5. Describe an incident from your life when: 1. you had a nightmare; 2. somebody failed to convey something important to you; 3. something was done by tacit consent; 4. somebody tried to shout you down.

6. Recall the situations from the book under discussion suggested by the sentences:

1. Jack broke in, "All the same you need an army – for hunting."

2. All three of them tried to convey the sense of the pink live thing struggling in the creepers.

3. Jack slammed his knife into a trunk and looked round challengingly.

4. "You are hindering Ralph." 5. "He must have had a nightmare."

6. Spontaneously they began to clap and presently the platform was loud with applause.

7. Piggy opened his mouth to speak, caught Jack's eye, and shut it again.

8. "After all, we're not savages." 9. They stirred and began to shout him down.

10. "Now you... set the whole island on fire."
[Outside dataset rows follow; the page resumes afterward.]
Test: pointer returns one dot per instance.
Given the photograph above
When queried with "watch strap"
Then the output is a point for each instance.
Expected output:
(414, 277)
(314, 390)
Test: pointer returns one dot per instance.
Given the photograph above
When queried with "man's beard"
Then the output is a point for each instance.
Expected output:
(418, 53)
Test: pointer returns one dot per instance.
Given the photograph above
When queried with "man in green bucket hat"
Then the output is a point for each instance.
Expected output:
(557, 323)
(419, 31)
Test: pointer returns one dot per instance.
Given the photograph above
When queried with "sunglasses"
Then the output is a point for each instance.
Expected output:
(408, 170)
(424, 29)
11. ...by tacit consent they left the shelter and went towards the bathing-pool.

7. Paraphrase or explain:

1. He stood now, warped out of the perpendicular the fierce light of publicity,... (p. 77)
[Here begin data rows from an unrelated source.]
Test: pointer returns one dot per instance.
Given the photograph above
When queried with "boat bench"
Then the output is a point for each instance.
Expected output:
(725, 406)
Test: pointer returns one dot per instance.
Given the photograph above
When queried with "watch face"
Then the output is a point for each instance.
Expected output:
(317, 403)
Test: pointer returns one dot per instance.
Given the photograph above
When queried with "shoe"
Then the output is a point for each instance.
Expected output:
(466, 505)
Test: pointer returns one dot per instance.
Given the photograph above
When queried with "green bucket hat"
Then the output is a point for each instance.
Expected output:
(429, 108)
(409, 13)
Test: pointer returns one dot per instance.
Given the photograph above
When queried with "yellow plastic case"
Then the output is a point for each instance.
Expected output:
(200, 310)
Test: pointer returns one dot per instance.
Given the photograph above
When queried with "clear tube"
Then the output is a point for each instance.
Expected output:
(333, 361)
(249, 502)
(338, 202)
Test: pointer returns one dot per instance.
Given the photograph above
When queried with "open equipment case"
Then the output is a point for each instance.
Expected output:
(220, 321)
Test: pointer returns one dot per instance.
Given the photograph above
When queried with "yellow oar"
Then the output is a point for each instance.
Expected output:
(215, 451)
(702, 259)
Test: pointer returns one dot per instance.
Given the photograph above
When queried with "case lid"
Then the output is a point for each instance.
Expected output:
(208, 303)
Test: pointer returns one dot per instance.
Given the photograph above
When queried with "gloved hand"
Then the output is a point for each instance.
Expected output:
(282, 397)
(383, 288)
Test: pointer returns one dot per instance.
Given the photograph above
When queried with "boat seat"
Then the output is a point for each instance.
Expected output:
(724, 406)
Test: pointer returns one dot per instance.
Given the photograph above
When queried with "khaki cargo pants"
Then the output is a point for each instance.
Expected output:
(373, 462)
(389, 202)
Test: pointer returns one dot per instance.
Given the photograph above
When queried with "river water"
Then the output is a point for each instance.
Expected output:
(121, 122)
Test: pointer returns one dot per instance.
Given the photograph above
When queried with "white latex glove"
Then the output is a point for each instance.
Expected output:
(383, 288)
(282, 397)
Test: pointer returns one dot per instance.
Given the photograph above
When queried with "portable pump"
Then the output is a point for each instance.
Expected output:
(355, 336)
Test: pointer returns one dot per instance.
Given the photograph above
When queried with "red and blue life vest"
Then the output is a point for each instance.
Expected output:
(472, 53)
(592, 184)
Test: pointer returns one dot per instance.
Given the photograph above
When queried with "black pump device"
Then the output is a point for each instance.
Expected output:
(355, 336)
2. The older boys agreed; but here and there among the little ones was the dubiety that required more than rational assurance. (p. 79)

3. Then, with the martyred expression of a parent who has to keep up with the senseless ebullience of the children, he picked up the conch,... (p. 82)

4. His voice lifted into the whine of virtuous re­crimination. (p.89)

8. Explain the meaning of the words humour and heart in these sentences (p. 80-81):

1. The eyes that looked so intently at him were without humour.

2. Ralph lifted the conch again and his good humour came back...

3. Again came the sounds of cheerfulness and better heart.

9. Find sentences in chapters 2 and 3 which may confirm the following statements:

1. The parents could not know the children's whereabouts.

2. The children had a bookish idea of the fun they could have on the island.

3. At first hard work done together united the children and made them enthusiastic.

4. The children hated long and systematic work.

5. The children saw only immediate ends.

6. Jack did not like the power of the conch from the start.

7. Jack's first act of violence was directed against Piggy.

8. Jack's eyes became mad whenever hunting was frustrated or mentioned.

9. Hunting became more important to Jack than rescue.

10. There was no understanding between Jack and Ralph.

11. Ralph grew disappointed in the children.

12. Simon was thought of as somewhat insane.

10. Say whose utterances these are, what preceded them, what state of mind they convey:

1. "He wants to know what you're going to do about the snake-thing."

2. "But if there's a snake we'd hunt it and kill it." 3. "But there isn't a beast!"

4. "I can hardly see! You'll break the conch!"

5. "Where the conch is, there's a meeting. The same up here as down there."

6. "We're English; and the English are best at everything."

7. "You got your small fire all right."

8. "Meetings. Don't we love meetings?"

9. "You are chief. You tell 'em off." 10. "You and your fires!"